In the last lesson we looked at some different clustering algorithms, and each of them had a different metric. SimpleKMeans talked about the total squared distance of each instance from its cluster center. That’s not necessarily a good way of evaluating clustering, and it certainly makes it difficult to compare the results of different clustering algorithms. One thing we can do in Weka is to visualize the clusters. Over here in Weka I’ve got the iris data open. I’ve got here the SimpleKMeans method with 3 clusters selected, and I’m going to run that.
On the right-click menu, I’m going to visualize the cluster assignments. Here they are. This would make most sense if we plot the cluster against the instance number.
Remember the iris data: the first 50 instances are one kind of iris, and the next 50 are another, and the third 50 are another. Well, this looks too good to be true. Here the first 50 are in one cluster, the second 50 are in another cluster, and the third 50 are in another cluster. And in data mining, if things look too good to be true, they probably are. The problem here, when you think about it, is that one of the attributes is the “class”, and it’s not really fair to include the class when we’re doing the clustering. On the clustering panel we can ignore attributes. I’m going to ignore the “class” attribute and try again.
Now I’ve got 61 instances in one cluster and 50 in another and 39 in another. If I visualize the cluster assignments and choose the cluster here, I get a different picture. You can see that the first cluster looks pretty good, but there are some errors here, some green things have crept into this second thing. For the last 50 items of the dataset, which all belong to one class of iris, we’ve got a whole bunch of stuff coming in here from another [class]. That’s not looking so good. How do you tell which instances are in which cluster? To do that, there’s a filter called “AddCluster”. It’s an unsupervised attribute filter called AddCluster. In this filter, we can specify a clusterer.
Here we specified SimpleKMeans, and I’ll choose 3 clusters again. I’m going to apply the filter, and that’s going to add a new attribute. Let’s do this. You can see that we’ve got a new attribute. It’s called “cluster”, attribute 6. If we edit this dataset, we can have a look at the values for the last attribute and compare them with the class. This is an unsupervised filter, so the class was not used when running the filter. The clustering is done just on the basis of the first four attributes. You can see that the iris-setosas are all in cluster 2. The next lot of irises, versicolors, are mostly in cluster 1 – there are a couple of cluster 3’s here.

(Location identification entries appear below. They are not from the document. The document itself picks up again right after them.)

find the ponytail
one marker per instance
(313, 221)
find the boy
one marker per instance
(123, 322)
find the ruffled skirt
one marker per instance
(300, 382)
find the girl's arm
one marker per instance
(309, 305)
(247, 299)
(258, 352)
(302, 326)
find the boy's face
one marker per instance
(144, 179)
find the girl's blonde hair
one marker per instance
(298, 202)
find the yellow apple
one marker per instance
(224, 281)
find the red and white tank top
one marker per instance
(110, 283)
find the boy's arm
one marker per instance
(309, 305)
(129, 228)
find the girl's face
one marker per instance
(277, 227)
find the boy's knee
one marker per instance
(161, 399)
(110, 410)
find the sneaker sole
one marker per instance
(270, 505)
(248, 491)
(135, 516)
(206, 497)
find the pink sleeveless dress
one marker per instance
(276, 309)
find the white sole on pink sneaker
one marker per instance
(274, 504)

The third lot, the iris-virginicas, are mostly in cluster 3, but there are quite a lot of cluster 1’s. That’s just exactly what we saw when we visualized the cluster assignments before. Coming back to the slide, we’ve looked at the Visualize cluster assignments on the Cluster panel. We’ve learned how to ignore attributes. Typically the class attribute is a good one to ignore if you’ve got a dataset with a class. Then we’ve looked at a filter, the AddCluster unsupervised attribute filter. We looked at the result of that and how you can add a new attribute which gives a cluster number, and then look at which instances have got which cluster by clicking the Edit button.
A way of evaluation in Weka is called the “classes-to-clusters evaluation”. I’m going to go back to the iris data and do a classes-to-clusters evaluation. (Let me get rid of this.) I’m going to undo the filter we just did to get the original iris data back. I’m going to go to my Cluster panel, click “Classes to clusters evaluation”, and run that. Now I see I’ve got my 3 classes. There are 3 clusters, and you can see how many of each class were assigned to which cluster. You can see there are 17 incorrectly clustered instances. We’ll have a look at that in a minute, but first let me go and use the EM algorithm and see how that does.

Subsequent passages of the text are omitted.